En guise de vœu de bonne année, ils ont lancé un cri : « Ya basta ! » Le 1er janvier 1994, des hommes et des femmes, sommairement armés, investissent sept villes et villages de l’État du Chiapas dont la capitale, San Cristobal de las Casas. Le « ça suffit ! » de l’Armée zapatiste de libération nationale (EZLN) surprend alors au-delà des seules frontières du Mexique. Sur le plan régional, les guérillas salvadorienne et nicaraguayenne ont en effet déposé les armes au terme de guerres civiles marquées par l’ingérence de Washington. Le Guatemala avance lui aussi sur le chemin de la paix. Pourtant, voilà dix ans que le mouvement insurgé se structure dans la clandestinité. Ce 1er janvier, la nation centraméricaine célèbre également l’entrée en vigueur de l’accord de zone de libre-échange (Alena) avec ses voisins du Nord, les États-Unis et le Canada, aux funestes conséquences sociales pour les Mexicains.
>>> Lire le reportage de notre correspondante au Mexique en 1994
Symboliquement, la rébellion indigène tient sa date. Elle qui fustige le néolibéralisme responsable de l’exclusion sociale de millions de Mexicains. Elle qui dénonce le sort des Indiens, ravalés au rang d’inférieurs, au sein d’un système social et politique corrompu, raciste et répressif. « Les dictateurs appliquent une guerre génocidaire non déclarée contre nos peuples, c’est pourquoi nous te demandons ta ferme participation en appuyant ce plan qui est celui du peuple mexicain qui lutte pour le travail, la terre, un toit, manger, la santé, l’éducation, l’indépendance, la liberté, la démocratie, la justice et la paix », avance en 1993 l’EZLN dans sa première déclaration de la forêt Lacandona. L’appel rencontre alors un écho planétaire, mettant à mal la fumeuse théorie de la fin de l’histoire et des idéologies. « C’est une démonstration de grande dignité que de rompre avec la plainte et le misérabilisme. Le soulèvement zapatiste montrait également qu’un autre mode de vie était possible et souhaitable. Pour tous ceux qui militent, le “Ya basta !” a constitué un formidable espoir. Les plus piétinés, les plus fragiles étaient capables de nous montrer un chemin », rappelle la journaliste et productrice Aline Pailler, également militante au sein de Grains de sable, un collectif de solidarité avec le Chiapas. Vingt ans plus tard, on peut même affirmer que cette région fut le berceau de l’altermondialisme et des futurs forums sociaux mondiaux.

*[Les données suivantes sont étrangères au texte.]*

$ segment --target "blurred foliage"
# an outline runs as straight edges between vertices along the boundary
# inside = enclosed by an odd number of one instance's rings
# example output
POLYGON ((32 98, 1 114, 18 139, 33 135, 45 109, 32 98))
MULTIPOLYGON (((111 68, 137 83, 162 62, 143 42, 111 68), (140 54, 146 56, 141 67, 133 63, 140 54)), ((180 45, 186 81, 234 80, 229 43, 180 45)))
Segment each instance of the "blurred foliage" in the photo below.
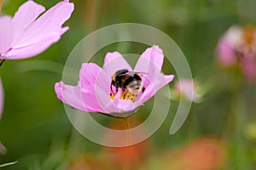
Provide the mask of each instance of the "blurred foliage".
MULTIPOLYGON (((59 2, 35 1, 46 8, 59 2)), ((256 168, 255 85, 246 84, 236 70, 218 67, 214 59, 218 40, 227 28, 231 25, 256 24, 254 0, 71 1, 75 3, 75 11, 65 24, 70 30, 57 43, 37 57, 8 60, 0 68, 5 92, 0 140, 8 150, 5 155, 0 155, 0 165, 18 161, 4 168, 114 169, 117 164, 109 158, 108 148, 89 141, 73 128, 62 103, 55 94, 54 84, 61 81, 68 54, 84 36, 112 24, 135 22, 158 28, 173 38, 187 57, 194 77, 211 87, 203 101, 192 105, 182 128, 172 136, 168 131, 177 103, 171 104, 166 122, 147 139, 143 146, 148 148, 144 153, 147 160, 137 168, 160 169, 166 166, 168 159, 172 162, 179 157, 189 159, 189 156, 175 155, 177 150, 192 147, 190 141, 209 135, 217 136, 218 141, 226 146, 222 150, 227 153, 224 162, 216 162, 221 169, 256 168), (168 153, 171 156, 165 156, 168 153)), ((13 15, 24 2, 7 0, 2 14, 13 15)), ((145 48, 136 43, 125 47, 125 42, 111 45, 99 52, 99 59, 95 60, 102 64, 104 54, 109 49, 141 54, 145 48)), ((167 65, 170 63, 165 61, 165 73, 175 72, 167 65)), ((151 102, 142 108, 144 114, 131 117, 131 124, 147 118, 151 102)), ((106 126, 115 121, 102 115, 95 115, 94 118, 106 126)), ((194 163, 203 164, 203 161, 195 160, 194 163)))

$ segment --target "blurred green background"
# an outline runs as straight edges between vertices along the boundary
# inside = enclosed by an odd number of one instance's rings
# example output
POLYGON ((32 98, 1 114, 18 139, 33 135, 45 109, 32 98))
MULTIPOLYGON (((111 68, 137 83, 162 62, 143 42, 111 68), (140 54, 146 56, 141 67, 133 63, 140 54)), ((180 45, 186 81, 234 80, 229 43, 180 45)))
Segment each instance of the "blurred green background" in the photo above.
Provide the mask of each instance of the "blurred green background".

Et pourtant, la guerre de basse intensité fait rage. Les pourparlers avec le gouvernement seront tumultueux et dureront deux ans jusqu’à la signature des accords de San Andres, le 16 février 1996, avec une loi sur la culture et les droits indiens. Faute de concrétisation de la part de l’État, l’autonomie revendiquée par les autochtones se fera sans lui avec la création de trente-huit communes. « Les accords ont été trahis par tous les partis politiques, y compris la gauche. Alors les zapatistes s’en sont détournés pour construire leur société, en articulant le mouvement révolutionnaire indigène au mouvement international. Sur le plan interne, ils réfléchissent sur les rapports hommes et femmes. Concernant le social, ils vont développer leur propre système de santé, d’éducation, de justice. Ils construisent, en s’interrogeant sur la façon de gouverner depuis le bas, en partant des plus humbles. Lentement, car la vraie démocratie prend du temps. Et à gauche parce que leur analyse est marxiste », explique la journaliste.